How do the new rules laid by the Singapore government challenge executive pay practices in Asia?
The revised Singapore corporate governance code was introduced about three years ago. Many listed companies are now aware of the push towards enhanced levels of disclosure, alignment of enterprise risk with executive pay and pay-for performance. The industry is now seeing an increased level of interest by companies to comply with the code in Singapore. However, the code still lacks teeth because it operates on a comply-or-explain basis.
A number of listed companies in Singapore are skirting around the guidelines using explanations, which I consider “weak.” One example is not disclosing full details of executive pay on the reason or pretext that their executives may be poached, if competitors know their exact packages. Another example is using boilerplate statements to explain how their executives are paid according to performance.
However, when companies expand internationally and are met with savvy investors, they have little choice but to produce a robust explanation of what and how they pay their executives. To attract international investors, there has been a gradual move by companies in many Asian jurisdictions to improve disclosure on the governance of executive pay.
In one of your interviews, you stated that the Philippine Stock Exchange (PSE) considers having a performance-based incentive as a characteristic of a well-governed listed corporation. How do you think this will help Philippines employees and HR practitioners?
Listed companies’ investors and shareholders expect a good return on compensation spend. Having a reward system that includes a well-considered linkage of executive pay with desired stakeholder outcomes assures shareholders that there is good stewardship of the company. This translates into a number of other positive outcomes to include better reputation, and potentially higher level of company performance.
Well-governed corporations are better placed to attract talent across industries and thus will have lower attrition rates as well. Having a performance-based reward system encourages employees to work towards intended outcomes, rowing in a common direction and thus helping the company to achieve greater heights of success.
HR contribution in this area manifests itself to develop and manage a system that will unlock and realise the full potential of talented workforce within the company.
What do you suggest for organisations to broaden the scope of LTI (Long Term Incentive) such as to offer better executive pay compensation to employees and those in senior levels of management?
Long Term Incentive Plan (LTIP) is generally most effective for senior management executives since they are responsible for making decisions that impact the longer-term. However, in some cases, there is a merit in providing LTI to certain categories of employees below the top executive level.
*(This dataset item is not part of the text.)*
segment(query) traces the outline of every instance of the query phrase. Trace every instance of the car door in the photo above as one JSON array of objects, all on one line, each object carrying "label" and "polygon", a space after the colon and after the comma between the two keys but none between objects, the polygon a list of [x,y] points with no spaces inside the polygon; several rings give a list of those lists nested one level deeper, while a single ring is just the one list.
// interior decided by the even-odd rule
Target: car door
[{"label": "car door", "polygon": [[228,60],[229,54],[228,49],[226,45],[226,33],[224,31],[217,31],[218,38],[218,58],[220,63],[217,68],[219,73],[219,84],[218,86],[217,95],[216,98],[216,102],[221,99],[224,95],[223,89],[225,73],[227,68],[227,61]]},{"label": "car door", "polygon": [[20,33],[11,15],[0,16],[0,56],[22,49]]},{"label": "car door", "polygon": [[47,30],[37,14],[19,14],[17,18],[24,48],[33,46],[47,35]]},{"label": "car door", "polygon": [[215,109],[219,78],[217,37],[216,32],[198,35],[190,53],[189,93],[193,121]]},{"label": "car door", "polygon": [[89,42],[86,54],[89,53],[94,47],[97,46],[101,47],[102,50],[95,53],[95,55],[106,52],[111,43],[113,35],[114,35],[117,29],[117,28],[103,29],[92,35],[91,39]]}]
For example, high-potential employees who are likely to form the next generation of leaders may be motivated by a long-term incentive plan that encourages them to stay with the company.
Another example could be a start-up organisation wherein cash flow is low and the excitement of getting the company listed is of paramount importance. Usually in such cases, executives and employees are a tightly close-knit group. Herein giving equity to all employees can prove to be effective.
However, the design of LTIP for these employees may not be identical to those of senior-level executives. For instance, the performance metrics chosen for the top and senior level management could be those that measure how they could contribute within their areas, instead of enterprise-level metrics meant for C-suite executives. This further ensures strong line-of-sight for such incentives for all targeted participants.